1535 d. C.
Leone Ebreo, Dialoghi d'amore, 1535
(a cura di Santino Caramella, Laterza, Bari, 1929)
De la comunità d'amore, Il Mito della Cosmogonia
pp.127-128
FILONE: La finzione è che Giove s'innamorò di Alcumena e usò con lei la forma d'Anfitrione suo marito, e di lei nacque Ercole; e tu sai che Ercole appresso li greci vuol dire uomo dignissimo ed eccellente in virtù, e questi tali nascono le di donne ben complessionate, belle e buone, come fu Alcmena che fu onesta e formosa amatrice del suo marito; delle quali donne si suole innamorare Giove e influisce in quelle le sue ioviali virtù, in modo che concepiscano principalmente di esso Giove.
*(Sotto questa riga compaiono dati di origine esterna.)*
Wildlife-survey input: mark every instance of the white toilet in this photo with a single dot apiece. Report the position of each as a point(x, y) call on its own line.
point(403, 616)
E suo marito è quasi strumento de la concezione, e questo vuol dire che il seme di Anfitrione, se non fussi la virtù e influenzia di Giove, non era degno a poter generare di quella Ercule, il quale per le sue divine virtù, participate da Iove fu vero figliuolo di Giove e figuralmente, o strumentalmente, di Amfitrione: e così s'intende di tutti gli uomini eccellenti, che si possono chiamare Erculi, come quello chiarissimo figliuolo di Alcumena.